Constitutional and musculoskeletal symptoms
Fever may be observed; Raynaud phenomenon may occur. A nondeforming, asymmetrical arthritis, usually involving the larger joints of the lower extremities, has been reported in PAN.
Neurologic symptoms
Neurologic symptoms in PAN include the following:
- Sensory and/or motor neuropathies - When these occur, they are usually asymmetrical
- Mononeuritis multiplex (multiple mononeuropathy) - This is the successive ischemia or infarction of "named nerves" (eg, ulnar, radial, peroneal, sural).
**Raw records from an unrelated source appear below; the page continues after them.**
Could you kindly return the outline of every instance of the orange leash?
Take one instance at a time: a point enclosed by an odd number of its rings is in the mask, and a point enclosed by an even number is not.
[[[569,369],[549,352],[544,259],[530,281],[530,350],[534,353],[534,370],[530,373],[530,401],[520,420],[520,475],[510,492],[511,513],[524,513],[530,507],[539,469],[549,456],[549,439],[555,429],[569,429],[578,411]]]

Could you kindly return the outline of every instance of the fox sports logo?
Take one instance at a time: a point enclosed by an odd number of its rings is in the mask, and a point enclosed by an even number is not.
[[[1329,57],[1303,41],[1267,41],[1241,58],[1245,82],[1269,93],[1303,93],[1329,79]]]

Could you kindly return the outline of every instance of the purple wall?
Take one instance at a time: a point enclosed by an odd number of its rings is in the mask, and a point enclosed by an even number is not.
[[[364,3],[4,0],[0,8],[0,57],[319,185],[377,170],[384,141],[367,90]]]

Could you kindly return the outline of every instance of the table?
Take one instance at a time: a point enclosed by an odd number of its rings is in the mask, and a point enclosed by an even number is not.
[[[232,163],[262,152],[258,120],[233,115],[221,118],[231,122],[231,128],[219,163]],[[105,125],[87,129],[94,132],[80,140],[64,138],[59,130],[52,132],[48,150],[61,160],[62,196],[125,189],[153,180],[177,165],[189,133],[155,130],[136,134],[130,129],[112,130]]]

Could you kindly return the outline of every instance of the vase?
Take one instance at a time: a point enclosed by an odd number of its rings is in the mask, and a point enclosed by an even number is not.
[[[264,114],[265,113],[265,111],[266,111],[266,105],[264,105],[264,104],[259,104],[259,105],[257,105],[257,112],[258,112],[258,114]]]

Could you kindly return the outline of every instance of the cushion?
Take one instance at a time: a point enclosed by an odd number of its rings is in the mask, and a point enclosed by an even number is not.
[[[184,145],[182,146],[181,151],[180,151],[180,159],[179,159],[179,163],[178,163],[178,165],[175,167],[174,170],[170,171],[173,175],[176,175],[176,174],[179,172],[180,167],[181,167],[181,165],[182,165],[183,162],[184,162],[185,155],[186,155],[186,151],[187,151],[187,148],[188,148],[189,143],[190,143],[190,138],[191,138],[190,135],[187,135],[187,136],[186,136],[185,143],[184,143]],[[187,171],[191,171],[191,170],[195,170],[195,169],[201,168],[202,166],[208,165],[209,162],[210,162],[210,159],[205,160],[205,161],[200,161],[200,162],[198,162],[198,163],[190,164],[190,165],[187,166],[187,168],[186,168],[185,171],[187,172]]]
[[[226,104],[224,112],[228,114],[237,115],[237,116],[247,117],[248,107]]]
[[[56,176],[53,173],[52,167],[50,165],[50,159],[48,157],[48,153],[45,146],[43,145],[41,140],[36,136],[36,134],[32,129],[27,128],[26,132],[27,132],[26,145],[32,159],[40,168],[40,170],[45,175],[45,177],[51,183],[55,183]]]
Although nerve involvement is initially asymmetrical, the development of additional nerve lesions can cause the clinical picture to resemble symmetrical polyneuropathy. (A history of asymmetry at the onset and by electrodiagnostic studies can be helpful in this case.)[24]
- CNS involvement - Although rare (≤10% of cases), encephalopathy, focal deficits, strokes, seizures, and, sometimes, brain hemorrhages can occur.[24, 25]
Cutaneous symptoms
Cutaneous symptoms in PAN include the following[5] (see the images below):
- Livedo reticularis that does not blanch with active pressure
- Ulcerations - Especially on the lower extremities, near the malleoli and on the calf
- Digital ischemia - May be accompanied by splinter hemorrhages and, sometimes, gangrene
- Nodules - Usually on the lower extremities (like ulcers); nodules are the least common skin manifestation of PAN
Tender, hyperpigmented, firm subcutaneous nodules with a background of livedo reticularis common in cutaneous polyarteritis nodosa (PAN).
Tender erythematous nodules with central "punched out" ulcerations common in cutaneous polyarteritis nodosa (PAN).
Gastrointestinal symptoms
Gastrointestinal symptoms include the following[20] :
- Tender abdomen with or without rigidity, guarding, or diminished bowel sounds
- GI bleeding
- Bowel infarction
- Cholecystitis
Renal symptoms
Renal symptoms include the following:
- Hypertension
- Costophrenic tenderness
- Retroperitoneal or intraperitoneal hemorrhage
- Renal failure
Cardiac symptoms
Cardiac symptoms include the following:
- Hypertension
- Tachycardia out of proportion to fever
- Pericardial friction rub
- Arrhythmias
- Congestive heart failure
Ophthalmologic symptoms
Ophthalmologic symptoms of PAN include the following:
- Retinal vasculitis
- Retinal detachment
- Cotton-wool spots
Additional symptoms
The patient may experience testicular tenderness. Psychiatric symptoms, specifically psychosis and depression, may occur.